How should read the Bible?


There 2 basic ways to look at the content¹.


For more use the DOOR.




   First, let me divert to the C. S. Lewis’s Narnia Chronicles, 7 books about a child’s fantasy about visiting another that has many parallels to the message of the Bible.

   The series begins with The Lion, the Witch, and the Wardrobe, the trip of four children (and the return) into another fallen world. Problems of sin and character are dealt with in this world, as Aslan the Great Lion dies and rises again and paying for evil one child did and thereby breaking a witch’s spell.

   The tales continue the story (which we recommend) for 6 more volumes.

   But how did Narnia come about? one begins to ask. This is addressed–finally–in The Magician’s Nephew (Book 6).

   Once Lewis was asked, Which book should a person read first? He said Book 6, because that’s where things start.

   I disagree. Start with The Lion, the Witch, and the Wardrobe. I want to see things happen–first.

   If I was starting out cold in the series, I would care little for a strange place called “Narnia.” In fact, the book itself has a hard time to get going. (Sorry, C. S.) But it is a logical place to begin the series.

   Now I’m going to make an awkward comparison.

  As to content of the Bible.

   Where should one start? There are two basic choices, and each has strengths and weaknesses²–as you’ll quickly see.

  First, realize that the Bible is a book that was written by at least 40 people many hundreds of years ago. It is not conveniently organized for the first-time reader.

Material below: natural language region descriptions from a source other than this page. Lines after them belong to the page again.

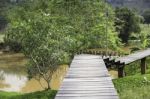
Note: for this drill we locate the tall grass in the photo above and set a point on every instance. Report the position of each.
(133, 87)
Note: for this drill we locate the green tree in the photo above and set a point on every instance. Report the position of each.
(127, 22)
(146, 16)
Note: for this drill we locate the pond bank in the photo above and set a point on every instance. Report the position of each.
(13, 75)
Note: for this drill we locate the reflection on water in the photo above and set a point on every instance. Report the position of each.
(13, 76)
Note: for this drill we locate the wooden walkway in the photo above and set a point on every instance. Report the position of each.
(87, 78)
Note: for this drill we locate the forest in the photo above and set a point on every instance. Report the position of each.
(39, 38)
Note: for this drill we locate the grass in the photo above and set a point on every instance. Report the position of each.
(50, 94)
(133, 87)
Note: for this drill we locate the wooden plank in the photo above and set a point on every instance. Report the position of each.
(87, 78)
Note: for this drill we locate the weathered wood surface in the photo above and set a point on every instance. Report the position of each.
(87, 78)
(134, 57)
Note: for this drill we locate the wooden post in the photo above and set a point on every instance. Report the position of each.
(143, 65)
(121, 72)
(120, 69)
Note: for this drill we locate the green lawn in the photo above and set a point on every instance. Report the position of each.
(133, 87)
(36, 95)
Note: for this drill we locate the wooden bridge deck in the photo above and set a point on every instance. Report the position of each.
(134, 57)
(87, 78)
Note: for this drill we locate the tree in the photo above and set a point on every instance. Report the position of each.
(51, 31)
(126, 23)
(146, 16)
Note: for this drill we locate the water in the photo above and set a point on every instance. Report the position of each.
(13, 75)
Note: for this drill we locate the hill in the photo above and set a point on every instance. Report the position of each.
(139, 5)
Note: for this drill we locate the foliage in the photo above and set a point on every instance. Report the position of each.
(50, 94)
(146, 16)
(141, 40)
(133, 87)
(50, 31)
(126, 23)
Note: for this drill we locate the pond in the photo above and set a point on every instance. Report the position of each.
(13, 75)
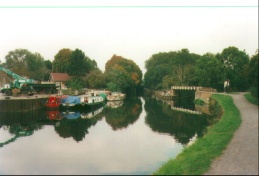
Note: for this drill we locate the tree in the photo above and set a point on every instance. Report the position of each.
(25, 63)
(124, 73)
(234, 63)
(61, 60)
(77, 64)
(95, 79)
(179, 65)
(16, 61)
(253, 74)
(209, 72)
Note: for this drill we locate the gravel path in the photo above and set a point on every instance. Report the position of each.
(241, 154)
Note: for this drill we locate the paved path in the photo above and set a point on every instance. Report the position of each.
(241, 155)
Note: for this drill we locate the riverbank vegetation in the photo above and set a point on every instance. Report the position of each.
(197, 158)
(251, 98)
(163, 70)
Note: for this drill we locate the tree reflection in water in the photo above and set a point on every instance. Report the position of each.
(125, 115)
(181, 125)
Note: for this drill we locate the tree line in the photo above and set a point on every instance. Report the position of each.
(120, 74)
(182, 68)
(164, 69)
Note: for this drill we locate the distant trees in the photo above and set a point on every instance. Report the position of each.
(179, 66)
(61, 60)
(163, 69)
(234, 63)
(253, 74)
(209, 70)
(122, 75)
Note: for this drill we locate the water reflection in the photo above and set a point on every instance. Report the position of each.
(20, 124)
(122, 117)
(182, 126)
(133, 138)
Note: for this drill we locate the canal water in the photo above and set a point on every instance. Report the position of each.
(135, 136)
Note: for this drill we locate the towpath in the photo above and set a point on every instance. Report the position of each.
(241, 155)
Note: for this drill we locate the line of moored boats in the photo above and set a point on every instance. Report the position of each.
(85, 100)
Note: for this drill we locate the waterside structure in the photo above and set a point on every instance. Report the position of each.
(22, 103)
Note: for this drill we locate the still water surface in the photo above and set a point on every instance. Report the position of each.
(135, 138)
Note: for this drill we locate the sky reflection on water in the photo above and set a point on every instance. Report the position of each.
(134, 149)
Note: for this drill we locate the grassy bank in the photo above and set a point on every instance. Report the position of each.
(251, 99)
(197, 158)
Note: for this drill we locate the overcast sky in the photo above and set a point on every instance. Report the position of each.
(132, 29)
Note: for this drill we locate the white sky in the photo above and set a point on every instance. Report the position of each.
(100, 29)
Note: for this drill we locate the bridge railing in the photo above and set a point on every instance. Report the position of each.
(208, 89)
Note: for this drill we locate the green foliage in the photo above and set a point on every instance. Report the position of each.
(113, 87)
(199, 102)
(209, 72)
(167, 82)
(251, 98)
(253, 74)
(77, 64)
(124, 73)
(196, 159)
(179, 65)
(25, 63)
(95, 79)
(234, 62)
(61, 61)
(76, 83)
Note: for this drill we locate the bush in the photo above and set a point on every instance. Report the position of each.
(199, 102)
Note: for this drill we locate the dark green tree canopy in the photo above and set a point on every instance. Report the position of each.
(61, 61)
(234, 63)
(179, 65)
(26, 63)
(122, 72)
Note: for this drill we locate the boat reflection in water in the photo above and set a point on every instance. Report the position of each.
(114, 104)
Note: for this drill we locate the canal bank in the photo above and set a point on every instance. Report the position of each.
(238, 157)
(22, 103)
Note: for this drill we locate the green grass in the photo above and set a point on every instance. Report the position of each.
(251, 99)
(197, 158)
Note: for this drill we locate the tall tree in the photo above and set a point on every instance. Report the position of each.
(95, 79)
(253, 74)
(177, 64)
(209, 72)
(16, 61)
(25, 63)
(61, 60)
(123, 73)
(234, 63)
(78, 64)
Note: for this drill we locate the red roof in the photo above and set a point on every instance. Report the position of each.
(60, 77)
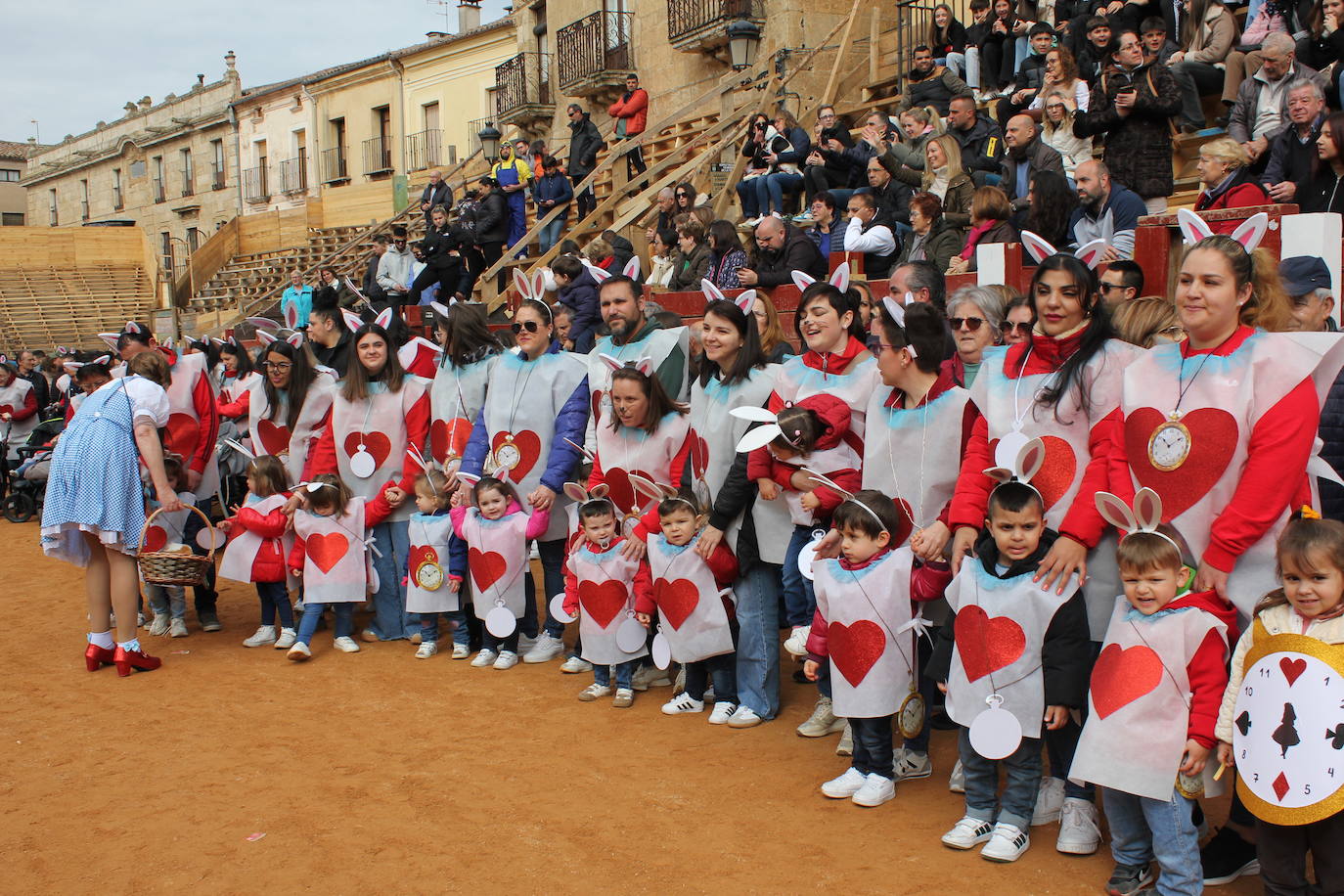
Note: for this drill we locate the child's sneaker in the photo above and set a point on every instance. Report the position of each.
(1006, 844)
(722, 712)
(682, 702)
(263, 636)
(594, 692)
(876, 790)
(966, 833)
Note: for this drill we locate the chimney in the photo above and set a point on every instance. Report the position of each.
(468, 15)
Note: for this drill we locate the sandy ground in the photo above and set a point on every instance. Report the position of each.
(378, 773)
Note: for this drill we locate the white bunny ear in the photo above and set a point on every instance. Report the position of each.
(1037, 246)
(1251, 230)
(1192, 227)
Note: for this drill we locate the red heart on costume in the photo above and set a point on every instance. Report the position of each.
(854, 649)
(603, 601)
(327, 550)
(1122, 676)
(378, 445)
(987, 644)
(1292, 669)
(1213, 439)
(487, 567)
(528, 450)
(272, 438)
(676, 600)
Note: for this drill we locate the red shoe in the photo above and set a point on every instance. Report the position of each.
(137, 659)
(98, 657)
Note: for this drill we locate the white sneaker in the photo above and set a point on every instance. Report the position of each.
(722, 712)
(682, 702)
(263, 636)
(546, 649)
(912, 766)
(1050, 799)
(845, 784)
(1007, 844)
(876, 790)
(1080, 833)
(797, 641)
(966, 833)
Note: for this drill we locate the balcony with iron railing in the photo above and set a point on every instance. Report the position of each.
(523, 89)
(697, 25)
(594, 54)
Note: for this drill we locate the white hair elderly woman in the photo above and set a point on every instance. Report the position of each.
(976, 316)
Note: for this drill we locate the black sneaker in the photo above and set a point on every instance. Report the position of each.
(1128, 880)
(1226, 857)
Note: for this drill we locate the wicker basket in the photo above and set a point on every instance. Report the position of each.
(164, 567)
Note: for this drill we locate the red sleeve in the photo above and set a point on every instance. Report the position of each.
(1276, 465)
(1207, 673)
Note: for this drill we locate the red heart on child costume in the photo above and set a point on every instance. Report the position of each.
(854, 649)
(487, 567)
(987, 644)
(528, 450)
(272, 438)
(378, 445)
(676, 600)
(1122, 676)
(603, 601)
(1292, 669)
(1213, 441)
(327, 550)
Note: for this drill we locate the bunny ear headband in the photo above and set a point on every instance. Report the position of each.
(1249, 233)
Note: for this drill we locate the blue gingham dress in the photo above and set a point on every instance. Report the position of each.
(94, 482)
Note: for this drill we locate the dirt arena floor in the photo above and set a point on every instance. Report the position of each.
(234, 771)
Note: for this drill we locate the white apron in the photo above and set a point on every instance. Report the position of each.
(378, 427)
(1222, 406)
(606, 600)
(873, 661)
(691, 614)
(520, 407)
(336, 563)
(1139, 701)
(1000, 630)
(428, 538)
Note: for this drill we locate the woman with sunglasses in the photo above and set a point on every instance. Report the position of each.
(527, 432)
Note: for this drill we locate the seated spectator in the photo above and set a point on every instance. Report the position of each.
(781, 248)
(1100, 198)
(1207, 35)
(989, 214)
(691, 263)
(1293, 154)
(726, 255)
(1133, 107)
(934, 240)
(1228, 180)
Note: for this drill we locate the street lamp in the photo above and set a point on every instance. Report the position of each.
(743, 42)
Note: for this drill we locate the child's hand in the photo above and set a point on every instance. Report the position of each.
(1195, 758)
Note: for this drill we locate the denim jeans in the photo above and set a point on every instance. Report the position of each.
(1019, 797)
(344, 612)
(758, 643)
(800, 600)
(624, 673)
(873, 752)
(390, 621)
(274, 600)
(1145, 829)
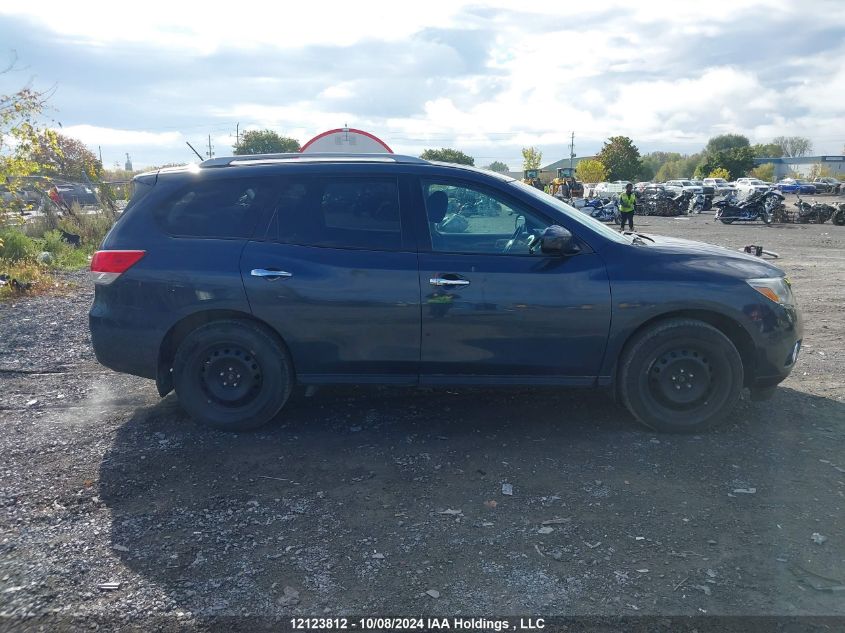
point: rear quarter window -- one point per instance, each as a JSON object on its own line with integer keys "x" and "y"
{"x": 226, "y": 208}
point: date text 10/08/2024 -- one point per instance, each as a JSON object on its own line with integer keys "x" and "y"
{"x": 414, "y": 624}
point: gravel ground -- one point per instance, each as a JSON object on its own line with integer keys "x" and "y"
{"x": 376, "y": 500}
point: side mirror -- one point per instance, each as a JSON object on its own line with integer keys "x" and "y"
{"x": 556, "y": 240}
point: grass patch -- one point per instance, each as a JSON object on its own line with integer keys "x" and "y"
{"x": 30, "y": 252}
{"x": 30, "y": 278}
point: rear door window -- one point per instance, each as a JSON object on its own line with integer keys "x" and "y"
{"x": 225, "y": 208}
{"x": 361, "y": 213}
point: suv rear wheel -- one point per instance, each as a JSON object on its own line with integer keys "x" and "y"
{"x": 680, "y": 375}
{"x": 232, "y": 375}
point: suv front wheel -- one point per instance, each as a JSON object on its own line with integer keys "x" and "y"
{"x": 680, "y": 375}
{"x": 232, "y": 375}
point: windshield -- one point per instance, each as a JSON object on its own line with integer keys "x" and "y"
{"x": 572, "y": 213}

   Choice 1:  Start at page 1 in go through it to the end. (Collect some organizing helps and talk to those who’ve done this before.)

   Choice 2:  Begin with the New Testament and the book of Matthew. Christians believe that Jesus Christ is the central figure looked forward to in the Old Testament and described in the first books of the New Testament. After the 4 Gospels in the NT the early church is described.

   I suggest if you’re new to all this, pick Choice 2. Doing so is actually applying a literary technique called in medias res which means starting a story “in the middle of things.” Novels and movies use this devise often. We see things happen and then begin to wonder about what happened earlier.

  Choice 2 introduces the action. The Old Testament, of course, has plenty of action…and it still matters for many, many reasons.


   ¹ Much is not considered below! This is simply and overview of content, seen from a Christian point of view.

   ² For example, prophecies that point to a coming Messiah…which are fulfilled, often in unexpected ways…paint a strong picture of Jesus that one can miss by starting with the New Testament.